- Что дальше? – Мой голос звучал так, словно ничего особенного не происходило. В отличие от его голоса.

- Ляг на кровать.

Конечно, стоило догадаться, что без алтаря порока дело не обойдётся. Главный атрибут всех ритуалов этого отшельника, похоже.

- Мне нужно лечь как-то по-особенному? – уточнила я, но он определённо принял это за издевательство. Дева на кровати это уже слишком «по-особенному», поэтому я просто скользнула на простыни, прижимаясь к ним спиной.

Дитя расположилось на краю кровати слева, поджав под себя ноги. Старец подошёл справа, выглядя так, будто уже терял контроль над ситуацией. Сев рядом, он наклонился и протянул руку… но отстранился в последний момент. Как будто вспомнив о чём то, он энергично потёр ладони. Они были холодными? Или же он думал о воде и мыле в тот момент? Трогательная забота, учитывая, что его прикосновение может меня убить вне зависимости от чистоты и температуры.

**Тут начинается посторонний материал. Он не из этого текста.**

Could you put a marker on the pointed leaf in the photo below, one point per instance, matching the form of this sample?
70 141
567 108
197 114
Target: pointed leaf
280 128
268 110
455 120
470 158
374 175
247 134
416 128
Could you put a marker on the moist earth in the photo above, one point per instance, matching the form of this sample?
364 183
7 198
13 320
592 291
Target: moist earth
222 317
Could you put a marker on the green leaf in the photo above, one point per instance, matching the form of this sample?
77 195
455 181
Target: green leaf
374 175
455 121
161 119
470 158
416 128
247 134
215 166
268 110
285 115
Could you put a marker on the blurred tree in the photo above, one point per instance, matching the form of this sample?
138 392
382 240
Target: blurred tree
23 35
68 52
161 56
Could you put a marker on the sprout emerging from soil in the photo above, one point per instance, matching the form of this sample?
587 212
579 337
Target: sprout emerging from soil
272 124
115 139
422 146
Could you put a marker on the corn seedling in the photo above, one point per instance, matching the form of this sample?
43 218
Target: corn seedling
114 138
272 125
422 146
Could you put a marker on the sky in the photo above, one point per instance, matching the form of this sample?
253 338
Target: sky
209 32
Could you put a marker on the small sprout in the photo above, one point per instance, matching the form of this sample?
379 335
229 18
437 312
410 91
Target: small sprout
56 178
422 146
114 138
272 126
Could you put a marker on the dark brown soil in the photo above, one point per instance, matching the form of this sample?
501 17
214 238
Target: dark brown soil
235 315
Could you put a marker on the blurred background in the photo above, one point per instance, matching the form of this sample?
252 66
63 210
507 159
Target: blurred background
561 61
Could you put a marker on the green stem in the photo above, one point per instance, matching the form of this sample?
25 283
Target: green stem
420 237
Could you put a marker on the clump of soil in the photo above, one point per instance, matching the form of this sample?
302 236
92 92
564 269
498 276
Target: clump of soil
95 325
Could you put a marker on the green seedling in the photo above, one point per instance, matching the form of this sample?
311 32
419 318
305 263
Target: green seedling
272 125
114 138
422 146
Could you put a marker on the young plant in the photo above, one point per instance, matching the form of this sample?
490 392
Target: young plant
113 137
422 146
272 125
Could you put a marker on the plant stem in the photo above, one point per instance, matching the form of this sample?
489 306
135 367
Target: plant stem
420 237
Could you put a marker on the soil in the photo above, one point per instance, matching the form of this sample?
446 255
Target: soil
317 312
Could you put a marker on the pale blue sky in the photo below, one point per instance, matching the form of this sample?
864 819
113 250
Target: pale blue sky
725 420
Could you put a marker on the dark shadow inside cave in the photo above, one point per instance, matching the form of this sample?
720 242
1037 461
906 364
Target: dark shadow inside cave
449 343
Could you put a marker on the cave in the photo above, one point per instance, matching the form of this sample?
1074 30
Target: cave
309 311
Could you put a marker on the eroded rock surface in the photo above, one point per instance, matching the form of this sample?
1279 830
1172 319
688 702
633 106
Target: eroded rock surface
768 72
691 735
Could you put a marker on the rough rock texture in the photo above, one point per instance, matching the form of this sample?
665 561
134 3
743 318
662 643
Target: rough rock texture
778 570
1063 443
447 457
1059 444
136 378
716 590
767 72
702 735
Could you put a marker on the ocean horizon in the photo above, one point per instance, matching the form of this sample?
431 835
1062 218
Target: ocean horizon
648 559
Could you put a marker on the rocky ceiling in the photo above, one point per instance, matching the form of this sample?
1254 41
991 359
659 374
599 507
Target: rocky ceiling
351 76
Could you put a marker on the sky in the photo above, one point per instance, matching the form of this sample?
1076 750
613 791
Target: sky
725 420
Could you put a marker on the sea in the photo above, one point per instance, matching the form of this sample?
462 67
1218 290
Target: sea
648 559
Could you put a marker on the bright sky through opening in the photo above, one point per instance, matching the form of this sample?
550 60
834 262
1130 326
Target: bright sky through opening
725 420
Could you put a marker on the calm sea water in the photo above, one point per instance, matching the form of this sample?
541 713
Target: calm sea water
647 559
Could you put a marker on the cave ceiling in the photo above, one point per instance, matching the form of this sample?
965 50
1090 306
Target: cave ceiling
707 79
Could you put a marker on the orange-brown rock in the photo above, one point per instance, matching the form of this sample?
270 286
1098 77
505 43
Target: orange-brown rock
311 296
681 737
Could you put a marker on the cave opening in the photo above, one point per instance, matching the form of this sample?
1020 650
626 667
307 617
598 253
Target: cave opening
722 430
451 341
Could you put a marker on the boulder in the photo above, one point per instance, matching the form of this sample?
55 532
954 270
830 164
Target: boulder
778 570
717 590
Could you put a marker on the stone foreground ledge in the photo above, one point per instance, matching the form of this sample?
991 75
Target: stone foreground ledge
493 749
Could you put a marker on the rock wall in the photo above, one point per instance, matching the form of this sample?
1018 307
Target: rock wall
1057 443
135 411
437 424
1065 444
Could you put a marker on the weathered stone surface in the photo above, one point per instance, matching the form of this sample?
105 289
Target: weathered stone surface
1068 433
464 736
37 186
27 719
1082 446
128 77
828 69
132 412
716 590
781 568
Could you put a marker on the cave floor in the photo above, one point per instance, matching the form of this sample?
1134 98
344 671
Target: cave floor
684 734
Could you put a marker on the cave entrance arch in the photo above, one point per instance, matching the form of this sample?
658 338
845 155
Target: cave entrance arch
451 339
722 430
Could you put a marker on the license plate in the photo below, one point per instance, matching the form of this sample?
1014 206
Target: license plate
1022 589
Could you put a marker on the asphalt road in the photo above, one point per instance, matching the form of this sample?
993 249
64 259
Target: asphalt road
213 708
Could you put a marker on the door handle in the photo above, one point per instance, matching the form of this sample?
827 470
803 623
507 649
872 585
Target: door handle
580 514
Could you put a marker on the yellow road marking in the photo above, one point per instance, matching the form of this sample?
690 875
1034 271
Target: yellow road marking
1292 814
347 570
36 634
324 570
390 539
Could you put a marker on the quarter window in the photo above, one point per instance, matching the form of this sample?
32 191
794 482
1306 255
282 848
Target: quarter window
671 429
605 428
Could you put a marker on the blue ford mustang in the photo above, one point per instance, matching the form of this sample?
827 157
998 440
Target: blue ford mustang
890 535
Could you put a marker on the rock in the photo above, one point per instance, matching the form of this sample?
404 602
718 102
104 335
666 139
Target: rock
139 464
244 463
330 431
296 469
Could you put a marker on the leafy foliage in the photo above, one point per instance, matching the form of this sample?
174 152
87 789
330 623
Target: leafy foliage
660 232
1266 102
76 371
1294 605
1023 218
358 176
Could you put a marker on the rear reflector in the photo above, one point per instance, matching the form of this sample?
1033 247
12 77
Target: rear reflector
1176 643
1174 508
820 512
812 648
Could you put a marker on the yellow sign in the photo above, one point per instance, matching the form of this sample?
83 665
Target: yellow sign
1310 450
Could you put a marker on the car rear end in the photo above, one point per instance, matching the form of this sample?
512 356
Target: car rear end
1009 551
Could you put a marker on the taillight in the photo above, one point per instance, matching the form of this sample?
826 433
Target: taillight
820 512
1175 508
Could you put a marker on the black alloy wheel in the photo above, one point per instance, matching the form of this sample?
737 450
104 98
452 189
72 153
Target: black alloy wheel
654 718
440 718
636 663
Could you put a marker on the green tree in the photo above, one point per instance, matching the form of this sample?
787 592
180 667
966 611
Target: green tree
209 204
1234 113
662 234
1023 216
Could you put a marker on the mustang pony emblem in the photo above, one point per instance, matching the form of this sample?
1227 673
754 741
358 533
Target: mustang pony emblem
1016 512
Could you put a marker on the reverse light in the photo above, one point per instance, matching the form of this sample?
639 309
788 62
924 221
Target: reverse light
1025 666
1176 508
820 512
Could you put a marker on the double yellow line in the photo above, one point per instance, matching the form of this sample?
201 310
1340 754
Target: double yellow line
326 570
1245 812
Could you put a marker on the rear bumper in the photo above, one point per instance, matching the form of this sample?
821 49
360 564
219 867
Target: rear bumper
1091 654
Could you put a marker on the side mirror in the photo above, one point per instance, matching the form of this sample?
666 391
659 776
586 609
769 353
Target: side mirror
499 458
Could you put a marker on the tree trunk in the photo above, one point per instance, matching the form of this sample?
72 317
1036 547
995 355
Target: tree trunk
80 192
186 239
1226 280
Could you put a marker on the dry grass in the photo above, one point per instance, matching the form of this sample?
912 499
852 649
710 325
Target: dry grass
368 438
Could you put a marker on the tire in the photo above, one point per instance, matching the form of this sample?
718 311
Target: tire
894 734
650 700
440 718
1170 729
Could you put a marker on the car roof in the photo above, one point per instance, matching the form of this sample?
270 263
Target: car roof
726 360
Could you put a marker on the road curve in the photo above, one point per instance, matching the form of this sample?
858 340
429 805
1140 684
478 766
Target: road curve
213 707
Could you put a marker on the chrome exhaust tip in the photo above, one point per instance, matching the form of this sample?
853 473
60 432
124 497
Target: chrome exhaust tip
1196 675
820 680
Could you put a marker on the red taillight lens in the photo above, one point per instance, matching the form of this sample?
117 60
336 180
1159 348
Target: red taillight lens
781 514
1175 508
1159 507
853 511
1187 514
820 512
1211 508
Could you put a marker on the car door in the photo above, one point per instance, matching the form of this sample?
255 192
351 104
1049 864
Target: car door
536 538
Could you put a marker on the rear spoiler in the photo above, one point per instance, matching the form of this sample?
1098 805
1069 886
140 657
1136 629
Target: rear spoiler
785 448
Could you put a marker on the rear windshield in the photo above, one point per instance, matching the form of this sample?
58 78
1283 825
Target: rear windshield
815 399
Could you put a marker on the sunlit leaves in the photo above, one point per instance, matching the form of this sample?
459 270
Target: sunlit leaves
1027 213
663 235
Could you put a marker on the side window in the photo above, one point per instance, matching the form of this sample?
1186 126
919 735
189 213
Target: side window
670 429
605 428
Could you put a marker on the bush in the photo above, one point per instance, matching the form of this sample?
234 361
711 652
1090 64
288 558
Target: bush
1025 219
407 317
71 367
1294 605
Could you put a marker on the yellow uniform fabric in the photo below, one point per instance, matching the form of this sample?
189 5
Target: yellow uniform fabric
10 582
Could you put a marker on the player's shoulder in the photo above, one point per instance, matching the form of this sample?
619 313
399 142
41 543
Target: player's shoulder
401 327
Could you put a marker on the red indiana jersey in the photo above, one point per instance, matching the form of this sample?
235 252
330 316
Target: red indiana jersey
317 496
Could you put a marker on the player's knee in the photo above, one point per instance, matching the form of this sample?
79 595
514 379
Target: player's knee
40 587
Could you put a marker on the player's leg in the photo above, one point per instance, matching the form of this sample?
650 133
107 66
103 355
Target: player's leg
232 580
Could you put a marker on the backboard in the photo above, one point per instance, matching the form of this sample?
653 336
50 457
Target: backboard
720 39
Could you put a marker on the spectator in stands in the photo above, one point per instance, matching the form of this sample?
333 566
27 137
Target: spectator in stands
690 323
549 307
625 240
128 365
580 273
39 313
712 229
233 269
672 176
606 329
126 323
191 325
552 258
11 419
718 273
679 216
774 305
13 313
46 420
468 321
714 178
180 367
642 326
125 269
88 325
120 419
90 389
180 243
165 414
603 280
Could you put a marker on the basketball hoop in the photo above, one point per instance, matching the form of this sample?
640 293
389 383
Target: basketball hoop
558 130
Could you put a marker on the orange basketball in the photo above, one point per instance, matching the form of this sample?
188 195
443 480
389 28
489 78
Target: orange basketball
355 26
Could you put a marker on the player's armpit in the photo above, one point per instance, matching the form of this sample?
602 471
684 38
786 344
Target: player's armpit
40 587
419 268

- Только давай без своих фокусов, - попросило Дитя, подозревая, что в последний, критический момент, Старец может воспользоваться моими техниками и сбежать.

Промолчав, мужчина снова потянулся ко мне. Но на этот раз я сама остановила его, перехватив его руку.

- Погоди. Ты ведь пришёл сюда именно сейчас, потому что понял что-то, так? – спросила я. – Если есть ещё одна причина, по которой это может сработать, ты должен её назвать.

Старец догадался, что всё дело в страхе.

- Не доверяешь мне?

- Нет.

А после его ответа стала доверять ещё меньше.

- Я могу снимать наложенные на тебя ограничения потому, что у нас с Датэ был один учитель.

Наверное, не стоило так удивляться очередному их сходству.

- Что?!

- Это единственное разумное объяснение. Вряд ли дело во мне, а значит - в самой печати. Она похожа на те, что создаю я сам, поэтому я способен взламывать её.

- Ты учился вместе с Датэ и говоришь об этом только сейчас?!

- Я с ним не учился. Я сказал, что у нас был один учитель.

- Это ещё хуже! Для всех отшельников мастер – больше, чем мать!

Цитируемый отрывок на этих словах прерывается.